Mittlerweile haben sich mehr als 200 Wissenschaftler*innen, die zu Antisemitismus und jüdischer Geschichte forschen, dieser Definition angeschlossen. Der Holocaust-Forscher Amos Goldberg sagt in einem Interview mit der Frankfurter Rundschau über die Motivation der Unterzeichnenden: „Sie haben unterschiedliche Meinungen zu BDS und anderen Themen in Bezug auf Israel und Palästina.
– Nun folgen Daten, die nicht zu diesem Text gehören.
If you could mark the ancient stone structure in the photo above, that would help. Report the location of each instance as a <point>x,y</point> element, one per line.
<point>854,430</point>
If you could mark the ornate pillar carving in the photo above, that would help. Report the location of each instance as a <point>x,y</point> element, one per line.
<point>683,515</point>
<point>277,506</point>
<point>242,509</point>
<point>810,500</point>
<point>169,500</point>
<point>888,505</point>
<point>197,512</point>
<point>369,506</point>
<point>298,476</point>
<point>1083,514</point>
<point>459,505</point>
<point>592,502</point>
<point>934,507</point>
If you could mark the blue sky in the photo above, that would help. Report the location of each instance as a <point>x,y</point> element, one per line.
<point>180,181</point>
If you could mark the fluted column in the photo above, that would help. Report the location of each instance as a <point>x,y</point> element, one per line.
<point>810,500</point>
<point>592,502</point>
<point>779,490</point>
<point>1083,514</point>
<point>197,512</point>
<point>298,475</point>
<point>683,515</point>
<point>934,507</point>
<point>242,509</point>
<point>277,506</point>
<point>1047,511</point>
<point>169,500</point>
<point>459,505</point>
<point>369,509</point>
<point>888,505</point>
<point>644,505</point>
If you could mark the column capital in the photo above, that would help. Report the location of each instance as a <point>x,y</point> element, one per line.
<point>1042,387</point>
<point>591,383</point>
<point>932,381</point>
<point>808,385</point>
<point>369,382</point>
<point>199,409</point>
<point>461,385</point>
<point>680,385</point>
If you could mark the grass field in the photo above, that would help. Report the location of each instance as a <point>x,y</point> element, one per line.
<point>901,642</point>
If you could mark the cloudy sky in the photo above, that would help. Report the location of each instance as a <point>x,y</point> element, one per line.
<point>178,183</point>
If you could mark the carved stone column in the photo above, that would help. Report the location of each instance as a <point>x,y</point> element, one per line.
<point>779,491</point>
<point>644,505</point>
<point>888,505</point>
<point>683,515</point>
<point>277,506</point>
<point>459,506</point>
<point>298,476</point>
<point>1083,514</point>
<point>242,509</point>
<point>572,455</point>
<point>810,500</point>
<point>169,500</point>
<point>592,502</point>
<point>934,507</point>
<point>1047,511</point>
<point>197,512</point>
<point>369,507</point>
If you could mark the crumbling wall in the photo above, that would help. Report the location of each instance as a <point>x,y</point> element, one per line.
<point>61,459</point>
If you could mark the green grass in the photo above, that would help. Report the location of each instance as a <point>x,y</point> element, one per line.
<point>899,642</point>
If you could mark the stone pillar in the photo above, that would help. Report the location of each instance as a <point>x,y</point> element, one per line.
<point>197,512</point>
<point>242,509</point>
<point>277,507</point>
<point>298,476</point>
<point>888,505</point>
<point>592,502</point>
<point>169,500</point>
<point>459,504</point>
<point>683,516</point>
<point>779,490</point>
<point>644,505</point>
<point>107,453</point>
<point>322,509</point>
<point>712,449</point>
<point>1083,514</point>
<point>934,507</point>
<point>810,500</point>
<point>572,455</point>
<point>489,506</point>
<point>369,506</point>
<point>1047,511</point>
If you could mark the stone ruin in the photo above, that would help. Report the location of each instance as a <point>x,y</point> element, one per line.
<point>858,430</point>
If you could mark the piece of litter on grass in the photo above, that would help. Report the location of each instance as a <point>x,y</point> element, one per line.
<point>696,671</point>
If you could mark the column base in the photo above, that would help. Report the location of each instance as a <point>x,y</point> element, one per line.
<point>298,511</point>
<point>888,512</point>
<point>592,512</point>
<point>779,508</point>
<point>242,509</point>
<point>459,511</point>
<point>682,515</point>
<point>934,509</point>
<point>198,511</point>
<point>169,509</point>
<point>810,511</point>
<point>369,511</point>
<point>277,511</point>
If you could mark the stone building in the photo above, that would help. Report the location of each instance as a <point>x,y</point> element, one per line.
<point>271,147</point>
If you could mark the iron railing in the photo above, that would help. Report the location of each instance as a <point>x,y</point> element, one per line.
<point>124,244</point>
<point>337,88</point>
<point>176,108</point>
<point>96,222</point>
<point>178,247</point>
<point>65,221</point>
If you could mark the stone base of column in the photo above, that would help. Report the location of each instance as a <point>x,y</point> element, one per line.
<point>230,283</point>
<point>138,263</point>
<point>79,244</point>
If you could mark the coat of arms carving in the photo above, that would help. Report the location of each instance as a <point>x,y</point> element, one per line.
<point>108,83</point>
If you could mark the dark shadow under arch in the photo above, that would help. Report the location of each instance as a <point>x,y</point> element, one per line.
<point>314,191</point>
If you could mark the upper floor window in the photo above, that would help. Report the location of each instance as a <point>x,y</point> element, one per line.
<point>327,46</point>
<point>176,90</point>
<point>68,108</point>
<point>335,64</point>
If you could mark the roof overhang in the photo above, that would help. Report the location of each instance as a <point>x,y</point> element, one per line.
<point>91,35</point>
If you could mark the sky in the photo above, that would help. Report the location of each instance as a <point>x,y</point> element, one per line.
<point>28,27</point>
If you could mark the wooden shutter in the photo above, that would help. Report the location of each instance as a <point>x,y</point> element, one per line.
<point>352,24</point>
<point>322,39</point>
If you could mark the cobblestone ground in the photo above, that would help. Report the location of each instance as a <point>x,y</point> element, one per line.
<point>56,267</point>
Aber wir alle sind besorgt, wie Kritik an der israelischen Besatzung und auch am Zionismus mit Antisemitismus-Verdacht belegt und abgeblockt wird. Zuallererst, weil Antisemitismus eine wirkliche Gefahr ist und keine Phantasie. Aber ihn zu benutzen, um Israel vor Kritik zu schützen, schwächt die Bekämpfung des Antisemitismus aus vielerlei Gründen.“

Kein Interesse an Diskussion?

Problematisch an der Bürgermeister*innen-Resolution ist auch, dass darin ausschließlich der Antisemitismus kritisiert wird, nicht aber der Rassismus in allen seinen Facetten. Die Jerusalemer Erklärung stellt hierzu fest, dass „Antisemitismus einige spezifische Besonderheiten aufweist, der Kampf gegen ihn jedoch untrennbar mit dem allgemeinen Kampf gegen alle Formen rassistischer, ethnischer, kultureller, religiöser und geschlechtsspezifischer Diskriminierung verbunden ist.“ Amos Goldberg sagt im Interview mit der FR: „Wenn die IHRA-Definition den Antisemitismus gewissermaßen alleinstellt, lässt sich schwerlich die Hand zu anderen Gruppen, wie etwa Moslems und Palästinensern, ausstrecken, um sich gemeinsam gegen Rassismus und Antisemitismus zu stellen.“

Die Jerusalemer Erklärung könnte zum Anlass genommen werden, das Thema Antisemitismus unter wissenschaftlichen und politischen Aspekten neu zu diskutieren. Mit der Unterzeichnung der Resolution der Bürgermeister*innen zeigen die Stadtoberen von Darmstadt, dass sie diese Diskussionen um einen möglichen Missbrauch des Antisemitismusbegriffs nicht aufgreifen und somit die Problematik der Diskussions- und Meinungsfreiheit ignorieren. Die Formulierung des Absatzes zum israelbezogenen Antisemitismus (s.o.) lässt im Gegenteil nicht den geringsten Spielraum für eine Kritik an Menschen- und Völkerrechtsverletzungen durch den israelischen Staat.

 

[1] Wörtlich genommen müsste demnach eigentlich jede Form von Aktion mit Bezug zu Israel als antisemitisch eingeschätzt werden, denn auch eine proisraelische Kundgebung wird „aufgrund einer persönlichen, manchmal auch politisch motivierten, Meinung über die Politik und Existenz des Staates Israel ausgeführt.“ Gemeint sind aber bestimmt nur israelkritische Meinungen.